Signs of bleeding can include episcleral haemorrhage, internal haemorrhage (such as haemothorax), haemoptysis, epistaxis and mucosal and subcutaneous haemorrhages.


The presentation of a young dog with clinical signs and no worming history allows a tentative diagnosis to be made. Older dogs, however, can be represented and watched for.

Again, there are no pathognomic changes seen on haematology or biochemistry profiling. Globulin concentrations are often elevated and eosinophilia and neutrophilia is commonly seen. Thrombocytopaenia may be seen with prolonged one stage prothrombin time (PT) and activated partial thromboplastin time (APTT). Hypercalcaemia is also reported due to granuloma formation.

Confirmation is by identification of the L1 larvae in the dog’s faeces by the Bayermann technique. Routine flotation technique in practice will underestimate the disease and Dr Shaw urged practices to use an external lab for identification, as the test lacks sensitivity due to intermittent shedding of larvae in faeces and is highly operator-dependent.

Three consecutive samples should be examined. The larvae have a distinctive kink in their tails but can be confused with other L1 lungworm larvae. Bronchoalveolar lavage can also yield larvae for detection. Unfortunately, in some cases, despite strong clinical suspicion, the disease may not be confirmed and larvae not demonstrated. Thoracic imaging, while not diagnostic, can help with providing information on the severity of the disease.

Because of the difficulty in identification and diagnosis, much effort is being directed into finding a serological or molecular test. Work ongoing in both Switzerland and at the University of Bristol looks promising and may provide a solution within the next one to two years.


Supportive treatment will depend on the body system involved. Blood component therapy may be used in some animals. Treatment of the parasite, however, seems to be the most important factor in quickly managing the haematological abnormalities.

Several treatment options are available. Strong efficacy is reported from the use of moxidectin in combination with imidocloprid (Advocate, Bayer), 0.1ml/kg of 2.5% spot-on (2.5mg/kg), as a single treatment followed by a further vet examination and repeat treatment 30 days later for a proportion of cases.

The slower systemic uptake of a spot-on product may have advantages in helping to decrease the risk of rapid killing of a large worm burden and subsequent overloading of the pulmonary circulation with proteinaceous material.

Milbemycin 0.5mg/kg is available in the UK in combination with praziquantal as Milbemax (Novartis). Sole treatment with milbemycin once weekly for four weeks is recommended but this drug is not available in the UK as a sole preparation. Work done on the combined preparation suggests efficacy when used once weekly for four weeks but the drug is unlicensed at this frequency.

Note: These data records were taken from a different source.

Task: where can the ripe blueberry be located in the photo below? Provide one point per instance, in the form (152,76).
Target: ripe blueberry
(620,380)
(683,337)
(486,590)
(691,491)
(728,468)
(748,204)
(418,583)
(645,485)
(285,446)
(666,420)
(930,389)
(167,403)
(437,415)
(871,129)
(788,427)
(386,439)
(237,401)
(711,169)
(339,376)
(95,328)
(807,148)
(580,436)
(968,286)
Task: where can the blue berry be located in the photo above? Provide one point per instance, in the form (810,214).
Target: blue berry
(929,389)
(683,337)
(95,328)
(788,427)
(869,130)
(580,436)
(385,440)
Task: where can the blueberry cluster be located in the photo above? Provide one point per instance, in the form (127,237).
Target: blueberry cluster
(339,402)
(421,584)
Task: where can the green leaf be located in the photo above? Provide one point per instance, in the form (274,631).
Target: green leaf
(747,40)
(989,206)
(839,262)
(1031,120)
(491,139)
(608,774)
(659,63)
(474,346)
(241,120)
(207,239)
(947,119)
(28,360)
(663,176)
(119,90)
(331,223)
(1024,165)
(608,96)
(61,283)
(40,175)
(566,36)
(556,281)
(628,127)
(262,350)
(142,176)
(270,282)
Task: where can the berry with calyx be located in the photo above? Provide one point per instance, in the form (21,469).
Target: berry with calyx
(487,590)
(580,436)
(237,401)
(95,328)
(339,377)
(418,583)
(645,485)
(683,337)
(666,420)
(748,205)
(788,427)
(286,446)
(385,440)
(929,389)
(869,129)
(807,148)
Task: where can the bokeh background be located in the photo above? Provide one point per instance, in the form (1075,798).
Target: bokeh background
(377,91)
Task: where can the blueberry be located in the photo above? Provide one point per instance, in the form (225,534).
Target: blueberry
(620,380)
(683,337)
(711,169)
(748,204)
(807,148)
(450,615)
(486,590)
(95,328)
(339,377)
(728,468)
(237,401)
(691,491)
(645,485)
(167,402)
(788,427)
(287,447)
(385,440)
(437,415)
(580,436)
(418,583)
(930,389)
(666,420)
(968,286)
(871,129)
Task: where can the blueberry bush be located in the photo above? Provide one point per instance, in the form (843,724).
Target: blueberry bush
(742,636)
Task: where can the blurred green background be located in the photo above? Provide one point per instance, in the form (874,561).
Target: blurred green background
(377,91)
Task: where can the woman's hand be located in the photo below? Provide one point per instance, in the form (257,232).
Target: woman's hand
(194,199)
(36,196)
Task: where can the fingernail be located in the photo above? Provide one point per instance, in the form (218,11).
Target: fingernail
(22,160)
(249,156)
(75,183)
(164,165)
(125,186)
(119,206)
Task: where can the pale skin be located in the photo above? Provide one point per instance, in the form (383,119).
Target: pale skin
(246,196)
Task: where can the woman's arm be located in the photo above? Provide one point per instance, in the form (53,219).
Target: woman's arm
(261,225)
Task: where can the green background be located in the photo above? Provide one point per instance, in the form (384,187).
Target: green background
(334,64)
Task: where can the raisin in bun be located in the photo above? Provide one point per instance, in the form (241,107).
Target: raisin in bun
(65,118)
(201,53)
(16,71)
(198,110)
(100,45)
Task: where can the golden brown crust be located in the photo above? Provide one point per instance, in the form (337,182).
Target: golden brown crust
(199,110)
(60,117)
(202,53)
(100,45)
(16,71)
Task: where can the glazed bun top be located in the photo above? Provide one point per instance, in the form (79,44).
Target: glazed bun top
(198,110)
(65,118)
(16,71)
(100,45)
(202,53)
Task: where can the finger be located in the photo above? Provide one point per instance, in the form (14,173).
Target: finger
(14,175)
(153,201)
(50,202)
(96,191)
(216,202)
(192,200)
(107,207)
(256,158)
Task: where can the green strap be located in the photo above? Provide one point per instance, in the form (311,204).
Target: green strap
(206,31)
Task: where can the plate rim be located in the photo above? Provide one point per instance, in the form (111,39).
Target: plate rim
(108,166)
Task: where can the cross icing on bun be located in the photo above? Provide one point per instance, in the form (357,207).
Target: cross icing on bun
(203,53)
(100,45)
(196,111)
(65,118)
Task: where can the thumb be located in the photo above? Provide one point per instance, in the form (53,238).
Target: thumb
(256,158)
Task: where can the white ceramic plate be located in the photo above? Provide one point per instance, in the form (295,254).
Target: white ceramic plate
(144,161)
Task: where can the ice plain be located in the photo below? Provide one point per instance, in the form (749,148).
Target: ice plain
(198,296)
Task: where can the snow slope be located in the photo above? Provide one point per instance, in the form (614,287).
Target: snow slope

Fenbendazole is unlicensed for use against angiostrongylus but efficacy has been shown. Dose rates of 20-50mg/kg per os once daily have been suggested for a duration of between five and 21 days.


At this time, there are no products licensed in the UK for preventive treatment. The demonstration and evaluation of larval kill by a parasiticide will be required and is difficult at this time. Research is active, however, and may lead to the development of a preventive treatment within the next 12 months.